Rare Sumatran tiger’s aircraft death probed

The body of the Sumatran tiger at Banda Aceh on Wednesday 3 OctoberThe exact circumstances of the tiger’s death are not clear

Indonesian officials are investigating why one of the world’s rarest tigers died during attempts to transport it to a wildlife sanctuary.

The Sumatran tiger was supposed to have been taken from Banda Aceh on Sumatra island to the sanctuary on Java.

But for reasons correspondents say are unclear, the tiger was instead taken back to Banda Aceh after a stopover.

One report said airline officials took it off the flight after passengers complained about an unpleasant smell.

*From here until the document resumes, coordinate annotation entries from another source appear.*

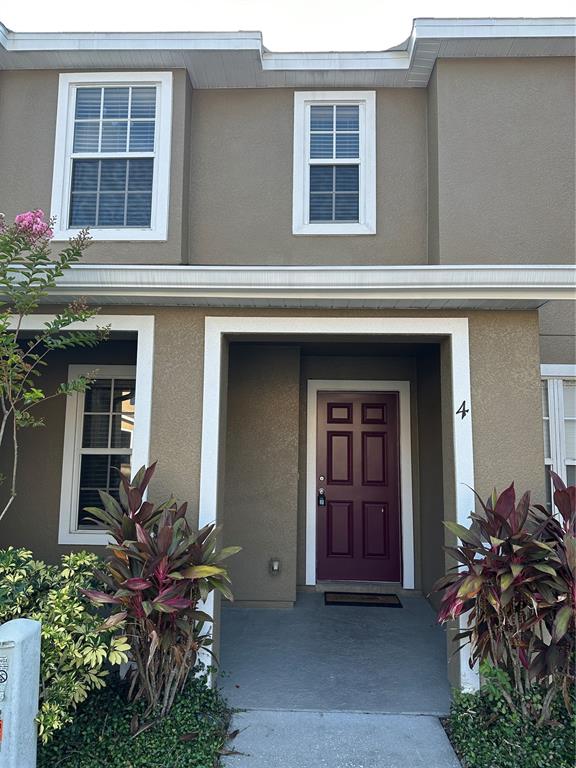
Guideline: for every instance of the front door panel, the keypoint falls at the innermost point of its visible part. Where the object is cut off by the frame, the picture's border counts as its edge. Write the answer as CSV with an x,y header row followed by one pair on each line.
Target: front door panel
x,y
358,487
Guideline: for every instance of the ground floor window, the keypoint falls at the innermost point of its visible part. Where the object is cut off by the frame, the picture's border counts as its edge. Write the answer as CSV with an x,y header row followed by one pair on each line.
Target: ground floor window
x,y
98,444
559,415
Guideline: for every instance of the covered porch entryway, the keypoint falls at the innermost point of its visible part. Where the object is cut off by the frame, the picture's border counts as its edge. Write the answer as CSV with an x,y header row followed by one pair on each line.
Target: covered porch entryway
x,y
264,379
335,658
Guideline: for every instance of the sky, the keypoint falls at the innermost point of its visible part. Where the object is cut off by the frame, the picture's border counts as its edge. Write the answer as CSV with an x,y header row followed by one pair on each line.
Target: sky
x,y
287,25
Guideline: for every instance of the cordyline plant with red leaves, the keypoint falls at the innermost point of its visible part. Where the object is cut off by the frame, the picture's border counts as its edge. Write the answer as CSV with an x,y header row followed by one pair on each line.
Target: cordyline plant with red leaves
x,y
516,580
158,572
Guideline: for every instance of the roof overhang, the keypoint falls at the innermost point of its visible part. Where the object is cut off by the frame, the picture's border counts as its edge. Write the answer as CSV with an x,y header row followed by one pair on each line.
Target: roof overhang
x,y
240,60
430,286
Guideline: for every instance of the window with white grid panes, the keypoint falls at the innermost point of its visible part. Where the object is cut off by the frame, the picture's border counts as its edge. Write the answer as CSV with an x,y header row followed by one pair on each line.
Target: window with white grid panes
x,y
111,166
334,163
559,415
106,422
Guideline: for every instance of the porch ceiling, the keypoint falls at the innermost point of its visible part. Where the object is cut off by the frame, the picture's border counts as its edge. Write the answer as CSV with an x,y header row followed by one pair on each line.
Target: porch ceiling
x,y
429,287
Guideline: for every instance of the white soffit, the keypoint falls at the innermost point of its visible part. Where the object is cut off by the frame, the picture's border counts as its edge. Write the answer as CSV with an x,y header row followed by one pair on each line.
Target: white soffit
x,y
240,60
431,286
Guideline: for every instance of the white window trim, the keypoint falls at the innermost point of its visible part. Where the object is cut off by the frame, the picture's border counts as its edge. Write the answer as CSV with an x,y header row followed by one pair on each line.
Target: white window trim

An autopsy revealed that the tiger died from severe trauma.

Officials say it died while being taken back to Banda Aceh from Medan, another city on Sumatra closer to its intended destination.

A spokesman for Garuda Indonesia airlines insisted that the correct procedures for carrying the animal were followed.

The spokesman told the AFP news agency that Garuda would co-operate with forestry ministry officials in their inquiry.

Wildlife experts estimate that there are about 400 Sumatran tigers left in the wild.

They have blamed the demise of the animals on rampant human incursions into rapidly diminishing forests.

‘Already dead’

Correspondents say that the precise sequence of events leading up to the tiger’s death are disputed – wildlife officials say that the animal may have been mistreated and that there were passenger complaints about “unpleasant odours”.

“When the tiger arrived [back] in Banda Aceh on the same day, we found out that it was already dead,” conservation agency chief Afan Absory told the AFP news agency.

He said that it was being transported with a gibbon and two bearcats, which have a distinctive smell.

“We are seeking clarification from the airline as they returned the tiger to Banda Aceh without informing our official who was flying with them,” Mr Absory said.

Blood was found coming out of the dead tiger’s nose, he added.

Indonesian forestry ministry spokesman Sumarto Suharno told the BBC that this was not the first time an animal had died during a flight.

He said that a tiger died in 2010 on a plane from Yogya to West Sumatra – and in 2008 a primate died on a flight from Indonesia to Japan.

Correspondents say that the male tiger that died on Wednesday was rescued in 2010 from a forest in Aceh province, where it was threatened by human encroachment onto its territory.